Er setzte sich an den Schreibtisch, griff nach seinem schönsten, besten Papier und einer langen Feder. Ich liebte diesen Mann so sehr. Er war alles für mich, er war meine ganze Welt. Ich konnte nicht leben ohne ihn. Und er hatte recht; wir hatten zusammen das schönste Leben gehabt, das wir hätten haben können. Niemand erinnerte sich an die traurigen Momente, wenn es so viele wundervolle gab, an die man ebenfalls denken konnte. Wenn ich auf mein Leben zurückblickte, dachte ich nicht an das Schiff, das meine Mutter aus Mittelerde fort trug, nicht an die Nacht, in der Ada meine ihrer Kraft beraubte Großmutter aus Dol Guldur brachte und nicht wusste, ob sie je wieder so sein würde wie vorher. Ich dachte nicht an meine Krankheiten oder an meinen großen Streit mit Tauriel, als wir gemeinsam in Bruchtal waren. Nicht an die schwierige Zeit zu Beginn des Vierten Zeitalters oder an all die Tränen, die ich wegen Maethril geweint hatte.

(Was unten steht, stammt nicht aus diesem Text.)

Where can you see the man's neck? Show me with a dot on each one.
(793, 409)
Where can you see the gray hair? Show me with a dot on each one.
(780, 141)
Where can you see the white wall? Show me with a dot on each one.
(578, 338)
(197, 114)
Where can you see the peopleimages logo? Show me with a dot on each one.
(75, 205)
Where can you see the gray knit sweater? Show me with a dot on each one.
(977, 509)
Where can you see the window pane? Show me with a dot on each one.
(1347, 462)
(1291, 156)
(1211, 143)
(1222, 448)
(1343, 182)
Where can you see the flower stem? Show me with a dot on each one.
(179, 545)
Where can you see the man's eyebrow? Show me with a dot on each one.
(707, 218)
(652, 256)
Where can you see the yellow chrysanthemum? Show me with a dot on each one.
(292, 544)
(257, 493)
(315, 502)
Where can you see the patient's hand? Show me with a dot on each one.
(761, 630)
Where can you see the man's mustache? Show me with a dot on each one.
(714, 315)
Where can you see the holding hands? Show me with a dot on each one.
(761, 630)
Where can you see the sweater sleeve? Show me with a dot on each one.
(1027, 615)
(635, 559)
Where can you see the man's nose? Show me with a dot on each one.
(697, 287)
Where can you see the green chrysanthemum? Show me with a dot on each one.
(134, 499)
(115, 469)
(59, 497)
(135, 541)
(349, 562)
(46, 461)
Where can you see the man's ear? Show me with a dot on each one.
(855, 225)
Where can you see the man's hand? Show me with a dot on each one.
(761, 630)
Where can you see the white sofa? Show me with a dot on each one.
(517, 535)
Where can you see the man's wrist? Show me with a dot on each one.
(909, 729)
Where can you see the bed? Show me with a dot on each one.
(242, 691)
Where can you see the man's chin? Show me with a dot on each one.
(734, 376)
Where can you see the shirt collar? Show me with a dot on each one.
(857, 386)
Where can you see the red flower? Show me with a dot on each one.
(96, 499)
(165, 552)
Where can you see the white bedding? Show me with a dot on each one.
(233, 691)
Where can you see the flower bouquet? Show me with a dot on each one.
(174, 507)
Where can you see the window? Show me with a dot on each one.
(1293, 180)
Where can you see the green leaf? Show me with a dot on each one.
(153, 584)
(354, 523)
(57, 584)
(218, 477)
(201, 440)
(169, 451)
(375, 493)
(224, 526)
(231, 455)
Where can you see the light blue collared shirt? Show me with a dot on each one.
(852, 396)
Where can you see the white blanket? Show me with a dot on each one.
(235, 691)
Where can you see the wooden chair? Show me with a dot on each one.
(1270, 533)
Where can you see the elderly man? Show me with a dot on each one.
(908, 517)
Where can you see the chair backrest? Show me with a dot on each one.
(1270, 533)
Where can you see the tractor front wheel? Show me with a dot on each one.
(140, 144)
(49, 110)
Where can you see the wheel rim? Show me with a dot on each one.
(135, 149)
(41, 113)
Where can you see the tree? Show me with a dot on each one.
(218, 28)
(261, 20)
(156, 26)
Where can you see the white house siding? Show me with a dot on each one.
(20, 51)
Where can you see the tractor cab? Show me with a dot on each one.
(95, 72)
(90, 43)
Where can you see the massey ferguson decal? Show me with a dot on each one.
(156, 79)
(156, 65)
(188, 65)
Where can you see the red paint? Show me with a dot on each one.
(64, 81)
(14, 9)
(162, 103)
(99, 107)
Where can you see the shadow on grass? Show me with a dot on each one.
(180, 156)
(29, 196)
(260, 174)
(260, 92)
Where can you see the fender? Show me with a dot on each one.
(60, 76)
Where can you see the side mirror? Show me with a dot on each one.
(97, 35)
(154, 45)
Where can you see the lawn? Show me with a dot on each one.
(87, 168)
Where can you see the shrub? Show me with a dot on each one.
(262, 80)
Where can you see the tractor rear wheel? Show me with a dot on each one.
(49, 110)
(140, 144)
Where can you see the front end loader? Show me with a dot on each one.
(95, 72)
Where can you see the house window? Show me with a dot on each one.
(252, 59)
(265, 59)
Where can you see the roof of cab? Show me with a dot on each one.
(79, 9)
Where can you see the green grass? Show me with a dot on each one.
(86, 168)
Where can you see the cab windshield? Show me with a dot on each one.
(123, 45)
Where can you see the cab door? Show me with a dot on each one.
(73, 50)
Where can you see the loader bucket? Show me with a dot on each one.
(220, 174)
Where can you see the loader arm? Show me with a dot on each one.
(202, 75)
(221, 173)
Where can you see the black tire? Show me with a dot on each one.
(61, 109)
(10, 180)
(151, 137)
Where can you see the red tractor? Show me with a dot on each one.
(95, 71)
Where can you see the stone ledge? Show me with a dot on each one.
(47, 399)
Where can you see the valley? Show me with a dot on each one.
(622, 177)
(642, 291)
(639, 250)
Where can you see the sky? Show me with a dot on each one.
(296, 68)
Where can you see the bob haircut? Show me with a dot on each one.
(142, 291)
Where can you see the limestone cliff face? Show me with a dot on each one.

Ich dachte an die Schönheit Lothloriens und Bruchtals, an die goldenen Mallorn-Bäume und das Galadriels Lächeln. Ich dachte an den Tag, an dem ich Tauriel kennengelernt und sofort gewusst hatte, dass sie meine Freundin werden sollte, an mein erstes Treffen mit Aragorn. Ich dachte an die Hochzeit und an unsere vier wundervollen Kinder. An die wunderschöne Zeit als Königin Gondors.
In diesem Moment tat es nicht länger weh, dass ich sterben würde. Denn ich hatte gelebt.